A high surf advisory will be in effect in Los Angeles County from 10
tonight until 3 o’clock Wednesday morning and a less serious beach hazards statement will be in force in Orange County, where forecasters expect surf of 7 to 10 feet with sets of up to 12 feet, from late tonight through Tuesday evening.

“High surf may cause minor beach erosion on exposed west-facing
shores,” an NWS statement said. “The large waves and strong currents will create a risk of ocean drowning. Sneaker waves can suddenly overrun previously dry beaches and jetties. Minor flooding of low-lying beach parking lots, harbor walkways, and campgrounds will be possible.” The NWS urged beachgoers to always swim near lifeguards and, if caught in a rip current, to swim parallel to shore until free of it

Surf Waves SteveChristensenPhoto
A surfer makes the most of big waves last week in Venice.
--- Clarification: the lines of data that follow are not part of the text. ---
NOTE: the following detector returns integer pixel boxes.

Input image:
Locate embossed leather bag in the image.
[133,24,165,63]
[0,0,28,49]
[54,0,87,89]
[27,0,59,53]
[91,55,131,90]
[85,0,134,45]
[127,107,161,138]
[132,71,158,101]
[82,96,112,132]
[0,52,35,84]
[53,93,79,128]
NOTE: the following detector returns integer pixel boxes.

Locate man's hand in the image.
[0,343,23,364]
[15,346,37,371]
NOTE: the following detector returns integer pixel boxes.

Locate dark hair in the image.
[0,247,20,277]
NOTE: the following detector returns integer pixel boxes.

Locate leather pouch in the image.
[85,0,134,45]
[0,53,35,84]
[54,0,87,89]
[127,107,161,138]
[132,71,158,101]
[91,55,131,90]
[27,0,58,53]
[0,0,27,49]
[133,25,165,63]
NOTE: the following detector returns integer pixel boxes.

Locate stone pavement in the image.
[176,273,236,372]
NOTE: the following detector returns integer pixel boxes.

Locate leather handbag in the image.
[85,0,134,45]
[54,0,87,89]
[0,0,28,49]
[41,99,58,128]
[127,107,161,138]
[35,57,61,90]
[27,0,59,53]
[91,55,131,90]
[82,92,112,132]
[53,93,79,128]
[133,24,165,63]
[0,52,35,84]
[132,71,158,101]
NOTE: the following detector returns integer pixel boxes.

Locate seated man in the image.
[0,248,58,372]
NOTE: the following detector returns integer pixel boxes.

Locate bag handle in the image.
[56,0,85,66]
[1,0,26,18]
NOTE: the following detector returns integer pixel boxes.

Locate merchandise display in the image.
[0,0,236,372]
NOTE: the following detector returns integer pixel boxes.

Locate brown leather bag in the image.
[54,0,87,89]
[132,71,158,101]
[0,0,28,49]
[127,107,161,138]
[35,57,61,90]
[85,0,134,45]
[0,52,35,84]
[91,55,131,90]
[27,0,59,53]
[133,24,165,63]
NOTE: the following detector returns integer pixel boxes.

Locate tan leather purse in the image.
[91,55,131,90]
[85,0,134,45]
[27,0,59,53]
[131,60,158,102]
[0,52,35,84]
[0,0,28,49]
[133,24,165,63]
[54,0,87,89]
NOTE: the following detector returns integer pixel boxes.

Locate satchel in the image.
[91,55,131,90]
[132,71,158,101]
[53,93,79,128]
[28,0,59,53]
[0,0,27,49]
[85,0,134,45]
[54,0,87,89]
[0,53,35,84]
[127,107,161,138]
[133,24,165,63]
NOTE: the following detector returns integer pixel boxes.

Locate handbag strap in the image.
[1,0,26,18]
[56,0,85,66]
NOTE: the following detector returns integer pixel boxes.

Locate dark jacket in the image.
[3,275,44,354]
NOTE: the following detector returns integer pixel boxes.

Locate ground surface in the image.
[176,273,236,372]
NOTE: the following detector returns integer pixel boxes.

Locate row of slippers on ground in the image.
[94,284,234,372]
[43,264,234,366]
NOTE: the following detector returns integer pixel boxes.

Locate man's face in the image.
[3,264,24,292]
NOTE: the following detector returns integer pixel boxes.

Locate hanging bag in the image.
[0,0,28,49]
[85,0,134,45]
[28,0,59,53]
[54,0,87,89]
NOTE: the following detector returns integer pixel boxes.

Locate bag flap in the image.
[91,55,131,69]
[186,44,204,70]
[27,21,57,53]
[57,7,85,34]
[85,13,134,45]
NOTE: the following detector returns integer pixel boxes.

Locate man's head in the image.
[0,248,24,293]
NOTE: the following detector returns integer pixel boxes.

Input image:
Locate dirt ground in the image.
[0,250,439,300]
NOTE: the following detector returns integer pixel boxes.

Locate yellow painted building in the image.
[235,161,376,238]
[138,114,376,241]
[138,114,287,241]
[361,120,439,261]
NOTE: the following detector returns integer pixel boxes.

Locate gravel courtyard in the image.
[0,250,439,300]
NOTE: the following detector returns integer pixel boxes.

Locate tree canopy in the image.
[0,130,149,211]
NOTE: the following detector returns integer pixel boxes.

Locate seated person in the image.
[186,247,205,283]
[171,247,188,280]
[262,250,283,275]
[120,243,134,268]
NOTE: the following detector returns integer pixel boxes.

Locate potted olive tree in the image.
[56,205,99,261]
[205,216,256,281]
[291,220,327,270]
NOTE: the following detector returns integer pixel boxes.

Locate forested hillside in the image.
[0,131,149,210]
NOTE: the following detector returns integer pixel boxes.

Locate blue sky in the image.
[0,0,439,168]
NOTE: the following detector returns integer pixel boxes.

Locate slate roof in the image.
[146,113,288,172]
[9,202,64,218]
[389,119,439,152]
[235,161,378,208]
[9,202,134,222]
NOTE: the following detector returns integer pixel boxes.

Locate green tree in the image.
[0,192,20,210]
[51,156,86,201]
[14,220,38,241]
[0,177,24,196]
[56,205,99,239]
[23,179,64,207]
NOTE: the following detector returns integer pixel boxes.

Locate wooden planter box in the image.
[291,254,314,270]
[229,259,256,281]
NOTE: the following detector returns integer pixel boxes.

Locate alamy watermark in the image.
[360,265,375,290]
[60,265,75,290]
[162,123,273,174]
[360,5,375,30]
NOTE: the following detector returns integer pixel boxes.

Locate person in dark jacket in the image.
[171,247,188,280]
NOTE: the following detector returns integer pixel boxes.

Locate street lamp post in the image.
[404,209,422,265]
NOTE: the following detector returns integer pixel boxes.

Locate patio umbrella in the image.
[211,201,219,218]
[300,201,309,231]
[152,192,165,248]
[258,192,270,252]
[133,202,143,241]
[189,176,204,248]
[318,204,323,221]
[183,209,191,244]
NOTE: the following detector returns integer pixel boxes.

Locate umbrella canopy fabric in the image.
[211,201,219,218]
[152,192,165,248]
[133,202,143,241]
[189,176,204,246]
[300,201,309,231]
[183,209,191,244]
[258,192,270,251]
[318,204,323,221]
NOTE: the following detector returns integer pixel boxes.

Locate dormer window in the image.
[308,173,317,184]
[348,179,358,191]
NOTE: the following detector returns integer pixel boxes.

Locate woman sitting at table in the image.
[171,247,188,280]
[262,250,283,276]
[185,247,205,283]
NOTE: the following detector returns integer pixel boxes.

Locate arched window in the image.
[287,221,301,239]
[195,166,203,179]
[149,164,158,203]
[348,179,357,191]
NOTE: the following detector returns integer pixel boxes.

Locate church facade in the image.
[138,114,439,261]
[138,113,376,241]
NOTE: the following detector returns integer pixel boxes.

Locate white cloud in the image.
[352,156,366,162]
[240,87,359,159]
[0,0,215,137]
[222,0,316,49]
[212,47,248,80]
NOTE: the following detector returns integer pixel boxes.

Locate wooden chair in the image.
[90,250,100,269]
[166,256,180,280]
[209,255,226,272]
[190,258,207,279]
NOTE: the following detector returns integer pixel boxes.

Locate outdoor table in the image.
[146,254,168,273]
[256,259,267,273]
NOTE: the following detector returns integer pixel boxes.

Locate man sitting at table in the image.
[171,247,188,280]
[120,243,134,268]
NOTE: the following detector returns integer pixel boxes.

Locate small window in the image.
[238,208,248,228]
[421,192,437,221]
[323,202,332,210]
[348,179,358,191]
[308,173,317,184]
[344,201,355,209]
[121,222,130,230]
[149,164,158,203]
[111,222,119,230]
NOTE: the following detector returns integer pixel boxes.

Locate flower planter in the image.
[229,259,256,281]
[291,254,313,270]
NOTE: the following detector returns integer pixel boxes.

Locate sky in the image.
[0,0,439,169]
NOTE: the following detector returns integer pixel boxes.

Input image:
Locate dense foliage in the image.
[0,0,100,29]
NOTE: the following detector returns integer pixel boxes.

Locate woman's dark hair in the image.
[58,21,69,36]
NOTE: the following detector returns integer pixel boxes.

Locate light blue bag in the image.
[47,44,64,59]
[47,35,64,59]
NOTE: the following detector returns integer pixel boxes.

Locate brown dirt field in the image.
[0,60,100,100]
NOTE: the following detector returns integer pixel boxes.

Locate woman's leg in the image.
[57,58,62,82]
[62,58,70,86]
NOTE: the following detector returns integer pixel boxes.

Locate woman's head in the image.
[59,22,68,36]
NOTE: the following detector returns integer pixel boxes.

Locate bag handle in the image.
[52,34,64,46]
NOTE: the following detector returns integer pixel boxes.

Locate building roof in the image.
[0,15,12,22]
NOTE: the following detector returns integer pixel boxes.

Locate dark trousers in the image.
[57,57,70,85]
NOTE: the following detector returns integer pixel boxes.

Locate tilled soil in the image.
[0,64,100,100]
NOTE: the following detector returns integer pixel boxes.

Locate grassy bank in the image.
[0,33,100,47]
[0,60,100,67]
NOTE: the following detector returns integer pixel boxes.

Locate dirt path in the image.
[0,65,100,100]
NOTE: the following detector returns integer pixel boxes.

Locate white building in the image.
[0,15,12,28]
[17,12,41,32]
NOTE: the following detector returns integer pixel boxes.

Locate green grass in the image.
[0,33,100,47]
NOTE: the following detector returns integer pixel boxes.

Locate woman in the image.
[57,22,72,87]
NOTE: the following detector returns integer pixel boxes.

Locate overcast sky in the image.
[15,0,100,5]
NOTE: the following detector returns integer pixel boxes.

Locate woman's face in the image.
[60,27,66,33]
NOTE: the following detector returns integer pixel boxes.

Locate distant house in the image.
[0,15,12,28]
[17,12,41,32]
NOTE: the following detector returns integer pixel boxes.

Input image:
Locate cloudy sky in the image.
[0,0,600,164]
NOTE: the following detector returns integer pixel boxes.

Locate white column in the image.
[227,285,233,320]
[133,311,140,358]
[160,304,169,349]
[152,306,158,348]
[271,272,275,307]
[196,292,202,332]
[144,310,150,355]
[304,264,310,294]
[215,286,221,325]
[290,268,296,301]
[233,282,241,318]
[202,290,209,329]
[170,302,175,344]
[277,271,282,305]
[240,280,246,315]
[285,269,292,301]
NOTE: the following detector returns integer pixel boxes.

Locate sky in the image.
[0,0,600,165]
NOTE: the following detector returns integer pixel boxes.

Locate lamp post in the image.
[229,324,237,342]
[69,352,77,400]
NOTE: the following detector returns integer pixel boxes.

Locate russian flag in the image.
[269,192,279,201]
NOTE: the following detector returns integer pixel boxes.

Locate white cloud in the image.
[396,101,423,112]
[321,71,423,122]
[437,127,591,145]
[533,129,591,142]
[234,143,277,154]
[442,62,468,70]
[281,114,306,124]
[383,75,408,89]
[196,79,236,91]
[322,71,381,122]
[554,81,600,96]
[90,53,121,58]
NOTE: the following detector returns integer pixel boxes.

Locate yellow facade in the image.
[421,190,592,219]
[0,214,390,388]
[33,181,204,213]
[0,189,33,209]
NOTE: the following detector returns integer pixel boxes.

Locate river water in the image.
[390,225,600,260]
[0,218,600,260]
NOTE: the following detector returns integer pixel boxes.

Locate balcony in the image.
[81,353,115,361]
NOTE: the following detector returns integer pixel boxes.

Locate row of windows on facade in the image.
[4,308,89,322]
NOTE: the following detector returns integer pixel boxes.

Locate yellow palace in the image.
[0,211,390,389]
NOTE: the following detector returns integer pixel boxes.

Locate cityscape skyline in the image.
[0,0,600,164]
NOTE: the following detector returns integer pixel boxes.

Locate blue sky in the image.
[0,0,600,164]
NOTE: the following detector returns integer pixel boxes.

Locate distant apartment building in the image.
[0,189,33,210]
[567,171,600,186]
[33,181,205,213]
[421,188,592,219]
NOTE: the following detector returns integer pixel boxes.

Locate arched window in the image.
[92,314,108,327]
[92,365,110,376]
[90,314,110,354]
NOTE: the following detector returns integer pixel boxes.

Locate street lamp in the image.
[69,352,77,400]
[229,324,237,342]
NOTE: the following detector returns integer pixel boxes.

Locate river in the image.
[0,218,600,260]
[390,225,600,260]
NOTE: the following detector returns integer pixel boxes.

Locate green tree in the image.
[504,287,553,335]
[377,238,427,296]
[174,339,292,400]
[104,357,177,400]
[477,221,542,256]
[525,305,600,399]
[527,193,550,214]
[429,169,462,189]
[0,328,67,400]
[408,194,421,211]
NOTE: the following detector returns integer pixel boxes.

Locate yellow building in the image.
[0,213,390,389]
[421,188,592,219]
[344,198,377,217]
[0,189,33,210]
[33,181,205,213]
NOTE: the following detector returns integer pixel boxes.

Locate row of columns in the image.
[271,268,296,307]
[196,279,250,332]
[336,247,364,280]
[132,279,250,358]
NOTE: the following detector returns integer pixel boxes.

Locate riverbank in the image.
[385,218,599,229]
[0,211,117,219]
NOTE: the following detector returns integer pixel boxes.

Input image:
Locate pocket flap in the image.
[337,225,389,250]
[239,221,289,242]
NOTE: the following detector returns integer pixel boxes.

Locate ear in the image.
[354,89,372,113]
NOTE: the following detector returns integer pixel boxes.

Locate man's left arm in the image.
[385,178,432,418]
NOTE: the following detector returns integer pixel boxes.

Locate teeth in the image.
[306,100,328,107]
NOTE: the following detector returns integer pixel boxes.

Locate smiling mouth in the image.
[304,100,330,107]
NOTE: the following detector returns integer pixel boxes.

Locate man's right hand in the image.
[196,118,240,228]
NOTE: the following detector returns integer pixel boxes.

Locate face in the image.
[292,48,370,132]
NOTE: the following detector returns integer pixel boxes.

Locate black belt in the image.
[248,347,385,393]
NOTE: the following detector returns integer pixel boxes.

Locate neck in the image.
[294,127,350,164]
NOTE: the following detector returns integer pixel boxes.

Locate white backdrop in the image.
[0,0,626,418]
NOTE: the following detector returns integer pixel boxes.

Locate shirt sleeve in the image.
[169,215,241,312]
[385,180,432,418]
Courtesy of Steve Christensen

In Los Angeles County, the biggest surf is expected on west-facing
beaches, from Palos Verdes to Santa Monica, including Venice beach, and from Point Dume to Zuma Beach, the statement said. The risk of coastal flooding will be highest at high tide, which is forecast to be around six feet at 10 a.m. Tuesday.

In Orange County, the highest surf will be north of Newport Beach,
according to the NWS, which said Seal Beach and Sunset Beach could experience minor coastal flooding. NWS forecasters said the high surf could persist though Wednesday or Thursday because of an expected additional westerly swell.